Check out music from Dy Murwaningrum

https://soundcloud.com/dy-murwaningrum

Foto saya
Solo- Jogja- Bandung, Indonesia
mencari kata-kata, membenturkannya pada setiap bidang dan terus memantul...

Selasa, 02 April 2013

Mahalnya Harga Sebuah Hal yang Sederhana

Mahalnya Harga Sebuah Kesederhanaan

Hari ini aku menghabiskan waktu untuk recording dan mengedit sebagian film ku. Recording aku lakukan di studio BNG solo. Studio ini seperti rumahku sendiri, aku melakukan take sekaligus mengoperatori sendiri take instrument dan vocal, namun kali ini aku mengajak 2 orang teman lain dengan harapan perasaan-perasaan kurang baik yang kubawa dari rumah ini bisa berangsur-angsur membaik. 1 lagu saja untuk hari ini. Sedikit banyak kami saling berdiskusi tentang nada. Aku , temanku bernama Azryd dan Om Bom-bom owner studio ini. Kami bicara tentang nada yang kami rasa kurang bisa dinikmati. Beberapa orang merasa setiap kali mereka membuat lick lick nada tertentu terasa terus kurang, kurang dan masih saja kurang nyaman untuk didengarkan. Sebaliknya ada sebagian orang yang mebuat lagu asal-asalan, nada asal-asalan namun terdengar bisa dinikmati. Seorang yang sudah mengalami pembelajaran yang banyak, skill yang tinggi selalu merasa kurang ketika dia membuat nada, sekalipun dia sudah menampilkan skill-skill terhebat. Bagi orang yang mendengar, mungkin cukup asyik-asyik saja, namun bagi pembuatnya berbeda. Sekilas hal ini terkesan positif, semakin seseorang pandai seseorang semakin merasa kurang dan terus kurang, haus akan ilmu.
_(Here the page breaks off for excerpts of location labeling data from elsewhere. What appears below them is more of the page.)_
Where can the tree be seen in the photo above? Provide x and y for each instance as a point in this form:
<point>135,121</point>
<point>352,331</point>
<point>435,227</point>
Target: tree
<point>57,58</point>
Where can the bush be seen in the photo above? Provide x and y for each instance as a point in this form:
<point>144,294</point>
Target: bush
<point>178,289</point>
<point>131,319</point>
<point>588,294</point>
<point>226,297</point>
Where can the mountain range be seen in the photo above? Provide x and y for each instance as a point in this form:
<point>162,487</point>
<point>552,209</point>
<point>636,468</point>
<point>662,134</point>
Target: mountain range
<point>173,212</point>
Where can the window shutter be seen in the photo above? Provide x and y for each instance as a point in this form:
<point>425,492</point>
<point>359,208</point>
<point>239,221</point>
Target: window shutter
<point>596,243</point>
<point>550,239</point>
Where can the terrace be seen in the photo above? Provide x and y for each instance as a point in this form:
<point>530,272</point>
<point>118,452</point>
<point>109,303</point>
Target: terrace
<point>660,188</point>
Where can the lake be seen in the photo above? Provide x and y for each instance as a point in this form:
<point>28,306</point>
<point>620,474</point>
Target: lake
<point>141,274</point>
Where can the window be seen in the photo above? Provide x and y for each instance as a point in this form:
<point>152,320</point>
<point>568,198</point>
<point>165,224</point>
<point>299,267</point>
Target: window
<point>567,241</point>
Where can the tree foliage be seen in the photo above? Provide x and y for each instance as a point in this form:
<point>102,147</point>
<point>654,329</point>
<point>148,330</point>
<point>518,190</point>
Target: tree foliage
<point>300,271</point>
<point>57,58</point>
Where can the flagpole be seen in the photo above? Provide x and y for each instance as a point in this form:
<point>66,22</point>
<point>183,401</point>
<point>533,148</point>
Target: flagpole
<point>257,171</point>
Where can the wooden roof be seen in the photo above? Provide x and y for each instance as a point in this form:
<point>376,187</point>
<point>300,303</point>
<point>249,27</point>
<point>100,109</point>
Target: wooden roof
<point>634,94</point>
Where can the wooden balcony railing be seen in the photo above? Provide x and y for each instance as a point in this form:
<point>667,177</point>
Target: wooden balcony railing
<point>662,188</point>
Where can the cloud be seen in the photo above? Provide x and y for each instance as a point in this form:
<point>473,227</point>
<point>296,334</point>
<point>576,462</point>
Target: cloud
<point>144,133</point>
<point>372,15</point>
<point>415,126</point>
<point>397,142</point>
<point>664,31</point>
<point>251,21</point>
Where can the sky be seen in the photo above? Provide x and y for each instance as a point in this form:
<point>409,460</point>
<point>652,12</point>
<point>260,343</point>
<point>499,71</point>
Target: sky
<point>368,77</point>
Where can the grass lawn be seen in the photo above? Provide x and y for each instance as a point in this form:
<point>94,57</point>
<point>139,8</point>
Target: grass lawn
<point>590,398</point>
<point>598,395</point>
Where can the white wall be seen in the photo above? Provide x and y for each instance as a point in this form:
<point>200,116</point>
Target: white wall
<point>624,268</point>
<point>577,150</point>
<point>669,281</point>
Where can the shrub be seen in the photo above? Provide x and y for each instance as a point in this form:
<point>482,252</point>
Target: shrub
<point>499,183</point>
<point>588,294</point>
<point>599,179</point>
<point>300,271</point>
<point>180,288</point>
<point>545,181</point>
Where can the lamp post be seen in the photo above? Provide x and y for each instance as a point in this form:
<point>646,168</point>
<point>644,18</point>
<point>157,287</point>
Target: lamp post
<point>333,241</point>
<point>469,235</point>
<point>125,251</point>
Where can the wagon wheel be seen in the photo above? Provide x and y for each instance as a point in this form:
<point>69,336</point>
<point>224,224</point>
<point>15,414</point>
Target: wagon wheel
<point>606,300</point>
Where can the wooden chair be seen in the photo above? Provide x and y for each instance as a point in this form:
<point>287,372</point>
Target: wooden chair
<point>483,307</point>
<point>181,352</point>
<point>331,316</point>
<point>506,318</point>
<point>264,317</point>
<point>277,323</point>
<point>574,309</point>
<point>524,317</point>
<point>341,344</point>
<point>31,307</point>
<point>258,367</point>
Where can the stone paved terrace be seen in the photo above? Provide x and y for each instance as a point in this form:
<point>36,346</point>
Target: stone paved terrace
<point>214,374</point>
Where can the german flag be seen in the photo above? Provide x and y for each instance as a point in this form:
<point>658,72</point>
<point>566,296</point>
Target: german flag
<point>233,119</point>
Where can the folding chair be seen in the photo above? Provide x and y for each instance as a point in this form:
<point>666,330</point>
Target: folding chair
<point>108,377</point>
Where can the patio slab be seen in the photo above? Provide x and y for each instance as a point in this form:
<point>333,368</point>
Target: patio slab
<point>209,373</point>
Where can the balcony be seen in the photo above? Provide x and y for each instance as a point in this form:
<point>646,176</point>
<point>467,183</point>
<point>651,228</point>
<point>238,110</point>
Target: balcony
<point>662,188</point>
Mengapa demikian? Mungkin saja karena skill yang semakin tinggi, nada yang dilewati semakin banyak sehingga kecenderungan untuk menghargai nada yang sederhana menjadi sulit. Misalnya suara sebuah ketukan akan dinilai sangat murah, padahal jika bunyi 1 ketukan tersebut di ekplor lebih akan menjadi sesuatu yang luar biasa. Seharusnya kemampuan skill yang semakin tinggi diimbangi dengan kesadaran untuk selalu bisa menghargai bunyi-bunyi kecil, sehingga kepekaan lebih terasah atas bunyi-bunyi sederhana. Kasus ini bisa kita identikan dengan kasus lain misalnya ketika kita menggambar. Kita memiliki ide menggambar sepeda misalnya, sedangkan kita memiliki kemampuan mengimitasi banyak hal dalam menggambar. Sebuah kertas putih kita beri gambar sepeda, lalu merasa kurang kita tambah orang, masih merasa kurang kita tambah lagi tanah, batu-batuan dan rumput. Dirasa masih kurang lagi kita tambah awan, burung-burung, pelangi, matahari, sungai, sampai kertas tersebut penuh dengan berbagai gambar. Ketika kita lihat ulang, kita menjadi kebingungan apa yang ingin kita gambar tadi? Gambar menjadi penuh, pun kita masih merasa itu jadi tidak berarti, tidak bagus karena terlalu crowded dan jauh dari konsep awal. Sebuah garis lurus saja menjadi tidak punya arti karena semakin hebatnya kita, padahal seharusnya keahlian seseorang bisa menjadikan sesuatu yang kecil, sederhana dan sepele menjadi sesuatu yang menarik, besar dan luar biasa. 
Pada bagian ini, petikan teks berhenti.